There is still a bug here. The priority callouts need to be static, or else they will still lockup reading the library files.
I made all the non-static priority callouts simply symlinks to the static ones. This fixes the problem transparently to the user.
*** Bug 431994 has been marked as a duplicate of this bug. ***
So what is our recommended setting in /etc/multipath.conf ? We've been using /sbin/mpath_prio_[netapp|ontap] The .static binary has never been used in the config files anywhere IIRC. Why not just have the normal binaries static ?
Ben, So are you planning a new errata release which would make all the non-static callouts symlinks to the static ones? Or simply make only static callouts (without the .static extension)?
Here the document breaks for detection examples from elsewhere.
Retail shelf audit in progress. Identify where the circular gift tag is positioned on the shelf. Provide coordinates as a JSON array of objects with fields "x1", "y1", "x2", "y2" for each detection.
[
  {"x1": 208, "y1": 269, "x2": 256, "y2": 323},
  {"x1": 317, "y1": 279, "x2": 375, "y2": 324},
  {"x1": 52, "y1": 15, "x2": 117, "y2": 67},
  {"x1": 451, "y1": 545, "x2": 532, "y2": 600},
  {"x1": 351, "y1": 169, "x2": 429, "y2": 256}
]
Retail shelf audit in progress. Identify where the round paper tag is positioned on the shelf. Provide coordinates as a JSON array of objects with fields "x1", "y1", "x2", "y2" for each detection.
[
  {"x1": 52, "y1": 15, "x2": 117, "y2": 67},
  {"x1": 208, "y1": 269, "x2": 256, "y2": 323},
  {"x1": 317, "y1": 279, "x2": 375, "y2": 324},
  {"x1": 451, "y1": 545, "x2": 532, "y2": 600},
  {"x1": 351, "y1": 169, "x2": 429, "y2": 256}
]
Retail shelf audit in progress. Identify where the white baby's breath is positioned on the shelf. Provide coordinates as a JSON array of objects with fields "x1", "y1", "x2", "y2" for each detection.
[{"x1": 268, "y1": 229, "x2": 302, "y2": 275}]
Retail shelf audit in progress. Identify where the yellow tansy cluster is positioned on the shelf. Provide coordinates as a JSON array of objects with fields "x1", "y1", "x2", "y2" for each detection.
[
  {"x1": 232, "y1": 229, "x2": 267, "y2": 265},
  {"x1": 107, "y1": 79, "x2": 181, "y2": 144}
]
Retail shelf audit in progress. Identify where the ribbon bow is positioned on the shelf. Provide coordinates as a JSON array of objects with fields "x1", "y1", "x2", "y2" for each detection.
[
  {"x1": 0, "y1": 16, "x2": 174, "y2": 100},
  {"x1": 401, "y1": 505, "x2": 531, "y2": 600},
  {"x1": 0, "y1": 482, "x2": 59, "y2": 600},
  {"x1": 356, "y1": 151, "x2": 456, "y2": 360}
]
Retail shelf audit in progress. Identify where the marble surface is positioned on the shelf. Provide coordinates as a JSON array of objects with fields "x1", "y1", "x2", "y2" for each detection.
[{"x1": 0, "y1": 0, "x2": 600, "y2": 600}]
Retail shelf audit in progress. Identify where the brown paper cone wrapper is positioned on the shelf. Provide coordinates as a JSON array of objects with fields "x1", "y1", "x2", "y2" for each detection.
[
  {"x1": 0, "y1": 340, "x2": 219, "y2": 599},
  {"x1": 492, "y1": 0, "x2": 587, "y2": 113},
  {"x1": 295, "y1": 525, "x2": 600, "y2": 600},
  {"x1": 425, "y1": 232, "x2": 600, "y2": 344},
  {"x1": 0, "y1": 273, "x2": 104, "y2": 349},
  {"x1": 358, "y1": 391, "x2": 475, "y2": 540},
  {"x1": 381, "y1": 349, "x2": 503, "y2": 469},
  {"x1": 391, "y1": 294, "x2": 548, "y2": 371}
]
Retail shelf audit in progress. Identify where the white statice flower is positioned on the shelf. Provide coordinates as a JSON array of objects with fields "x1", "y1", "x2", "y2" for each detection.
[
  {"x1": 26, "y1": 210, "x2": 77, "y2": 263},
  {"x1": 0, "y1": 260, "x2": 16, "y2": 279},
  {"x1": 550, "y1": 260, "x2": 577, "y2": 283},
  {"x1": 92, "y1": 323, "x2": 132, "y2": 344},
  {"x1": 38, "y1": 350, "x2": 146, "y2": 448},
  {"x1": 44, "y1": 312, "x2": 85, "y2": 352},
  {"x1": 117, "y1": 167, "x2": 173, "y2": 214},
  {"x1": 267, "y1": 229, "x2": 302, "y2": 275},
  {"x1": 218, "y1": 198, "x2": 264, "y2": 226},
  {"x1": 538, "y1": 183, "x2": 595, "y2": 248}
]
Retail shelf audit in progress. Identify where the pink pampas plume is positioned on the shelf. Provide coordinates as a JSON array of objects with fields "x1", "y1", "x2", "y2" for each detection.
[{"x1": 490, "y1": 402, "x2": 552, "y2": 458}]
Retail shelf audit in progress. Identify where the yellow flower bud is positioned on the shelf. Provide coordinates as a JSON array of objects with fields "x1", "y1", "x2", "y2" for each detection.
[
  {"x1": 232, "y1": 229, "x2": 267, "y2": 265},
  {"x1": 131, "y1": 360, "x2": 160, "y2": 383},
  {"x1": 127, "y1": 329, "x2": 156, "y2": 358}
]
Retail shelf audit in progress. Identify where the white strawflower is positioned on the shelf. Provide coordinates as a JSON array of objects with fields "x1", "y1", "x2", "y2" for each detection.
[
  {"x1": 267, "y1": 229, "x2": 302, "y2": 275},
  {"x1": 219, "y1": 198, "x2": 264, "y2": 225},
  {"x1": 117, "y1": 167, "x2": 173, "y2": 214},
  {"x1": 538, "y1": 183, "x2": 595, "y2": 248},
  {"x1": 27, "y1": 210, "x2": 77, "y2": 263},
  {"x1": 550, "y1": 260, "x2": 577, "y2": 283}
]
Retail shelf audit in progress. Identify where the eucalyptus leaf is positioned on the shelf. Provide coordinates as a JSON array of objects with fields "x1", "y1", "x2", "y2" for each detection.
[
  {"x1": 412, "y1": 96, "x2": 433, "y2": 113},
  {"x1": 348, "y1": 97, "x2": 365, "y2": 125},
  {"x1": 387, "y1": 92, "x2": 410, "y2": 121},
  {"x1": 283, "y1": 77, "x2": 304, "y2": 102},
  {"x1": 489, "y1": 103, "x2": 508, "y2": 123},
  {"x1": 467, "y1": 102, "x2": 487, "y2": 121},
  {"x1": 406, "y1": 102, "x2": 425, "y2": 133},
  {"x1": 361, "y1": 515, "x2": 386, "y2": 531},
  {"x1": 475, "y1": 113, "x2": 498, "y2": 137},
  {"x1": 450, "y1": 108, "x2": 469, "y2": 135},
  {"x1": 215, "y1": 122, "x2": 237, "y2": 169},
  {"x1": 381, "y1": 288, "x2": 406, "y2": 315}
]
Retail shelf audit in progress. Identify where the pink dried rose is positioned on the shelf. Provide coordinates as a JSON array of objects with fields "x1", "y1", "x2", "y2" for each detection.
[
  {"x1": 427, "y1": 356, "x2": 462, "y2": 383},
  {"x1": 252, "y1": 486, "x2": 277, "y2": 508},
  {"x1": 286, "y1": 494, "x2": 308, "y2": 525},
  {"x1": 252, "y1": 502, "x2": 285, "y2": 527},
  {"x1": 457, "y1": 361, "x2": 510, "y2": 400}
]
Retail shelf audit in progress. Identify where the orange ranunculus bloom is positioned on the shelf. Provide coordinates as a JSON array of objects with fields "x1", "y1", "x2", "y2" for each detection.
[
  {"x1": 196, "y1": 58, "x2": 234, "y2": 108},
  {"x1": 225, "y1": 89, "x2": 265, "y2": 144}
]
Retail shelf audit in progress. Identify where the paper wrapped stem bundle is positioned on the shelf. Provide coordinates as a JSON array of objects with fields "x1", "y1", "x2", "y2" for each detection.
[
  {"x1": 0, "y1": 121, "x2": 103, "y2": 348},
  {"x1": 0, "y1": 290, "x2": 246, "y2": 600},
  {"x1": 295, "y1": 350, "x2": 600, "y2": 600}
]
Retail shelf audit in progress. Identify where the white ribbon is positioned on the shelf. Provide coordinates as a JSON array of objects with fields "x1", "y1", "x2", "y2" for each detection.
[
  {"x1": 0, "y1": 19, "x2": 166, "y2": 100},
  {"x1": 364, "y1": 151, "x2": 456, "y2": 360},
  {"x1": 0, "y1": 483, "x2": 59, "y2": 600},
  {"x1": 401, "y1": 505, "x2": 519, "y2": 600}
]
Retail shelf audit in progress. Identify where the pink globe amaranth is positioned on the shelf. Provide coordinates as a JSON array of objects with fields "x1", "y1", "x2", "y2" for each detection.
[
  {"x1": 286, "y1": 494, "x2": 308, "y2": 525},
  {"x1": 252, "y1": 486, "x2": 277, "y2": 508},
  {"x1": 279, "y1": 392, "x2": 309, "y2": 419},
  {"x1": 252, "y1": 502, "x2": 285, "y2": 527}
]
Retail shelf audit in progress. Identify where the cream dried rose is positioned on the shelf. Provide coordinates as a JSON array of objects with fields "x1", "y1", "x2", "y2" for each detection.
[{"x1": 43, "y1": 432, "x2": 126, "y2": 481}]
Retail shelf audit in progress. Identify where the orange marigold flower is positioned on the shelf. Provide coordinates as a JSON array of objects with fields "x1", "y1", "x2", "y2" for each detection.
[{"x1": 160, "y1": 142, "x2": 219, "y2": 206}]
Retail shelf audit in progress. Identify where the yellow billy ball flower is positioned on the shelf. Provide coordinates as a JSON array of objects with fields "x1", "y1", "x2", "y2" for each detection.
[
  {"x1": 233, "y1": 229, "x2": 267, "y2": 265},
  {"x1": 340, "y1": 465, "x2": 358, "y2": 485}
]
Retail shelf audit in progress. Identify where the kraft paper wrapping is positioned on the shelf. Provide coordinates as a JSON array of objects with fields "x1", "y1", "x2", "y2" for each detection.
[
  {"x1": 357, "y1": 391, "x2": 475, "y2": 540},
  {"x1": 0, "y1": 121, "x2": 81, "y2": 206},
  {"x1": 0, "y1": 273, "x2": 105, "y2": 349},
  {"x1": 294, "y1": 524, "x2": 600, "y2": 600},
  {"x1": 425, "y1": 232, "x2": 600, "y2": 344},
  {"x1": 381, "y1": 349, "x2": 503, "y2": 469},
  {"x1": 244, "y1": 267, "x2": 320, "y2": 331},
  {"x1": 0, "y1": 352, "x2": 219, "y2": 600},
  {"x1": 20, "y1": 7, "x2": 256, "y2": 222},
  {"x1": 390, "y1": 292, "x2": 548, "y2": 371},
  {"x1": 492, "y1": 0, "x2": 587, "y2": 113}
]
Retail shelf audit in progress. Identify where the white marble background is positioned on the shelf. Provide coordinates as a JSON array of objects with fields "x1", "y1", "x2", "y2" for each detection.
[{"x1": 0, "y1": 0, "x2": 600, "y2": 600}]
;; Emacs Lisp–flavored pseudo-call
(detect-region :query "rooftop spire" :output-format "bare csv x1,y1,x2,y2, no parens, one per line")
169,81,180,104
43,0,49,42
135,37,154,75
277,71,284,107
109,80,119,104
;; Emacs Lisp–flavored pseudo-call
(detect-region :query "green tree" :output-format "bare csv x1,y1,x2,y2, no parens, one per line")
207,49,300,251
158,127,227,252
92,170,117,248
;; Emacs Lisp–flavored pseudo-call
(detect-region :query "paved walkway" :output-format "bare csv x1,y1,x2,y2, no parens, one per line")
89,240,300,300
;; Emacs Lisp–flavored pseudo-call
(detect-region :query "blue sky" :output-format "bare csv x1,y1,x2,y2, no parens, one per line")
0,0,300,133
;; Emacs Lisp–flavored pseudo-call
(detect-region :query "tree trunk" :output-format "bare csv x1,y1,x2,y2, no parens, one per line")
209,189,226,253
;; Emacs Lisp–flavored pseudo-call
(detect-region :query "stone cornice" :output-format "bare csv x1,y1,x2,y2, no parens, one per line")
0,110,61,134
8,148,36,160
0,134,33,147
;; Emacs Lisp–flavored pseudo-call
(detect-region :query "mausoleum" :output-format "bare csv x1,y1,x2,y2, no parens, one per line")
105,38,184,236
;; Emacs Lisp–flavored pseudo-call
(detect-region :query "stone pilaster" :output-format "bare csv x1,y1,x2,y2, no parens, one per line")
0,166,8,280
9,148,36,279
In response to comment #10, Yes, there is a new errata ready for QA that makes all the non-static callouts links to the static ones. The callouts with the .static extension need to be there for mkinitrd to work correctly. Eventually, we can remove them and just compile the regular ones statically. In response to comment #9, /sbin/mpath_prio_ontap is fine if you'd like, but anyone of them will work just fine. /sbin/mpath_prio_ontap /sbin/mpath_prio_netapp /sbin/mpath_prio_netapp.static are all just symlinks to /sbin/mpath_prio_ontap.static
added to RHEl5.2 release notes under "Resolved Issues": <quote> The priority callouts of dm-multipath are now statically compiled. This fixes a problem that occurs when running dm-multipath on devices containing the root filesystem, which caused such devices to freeze during fibre-channel path faults. </quote> please advise if any further revisions are required. thanks!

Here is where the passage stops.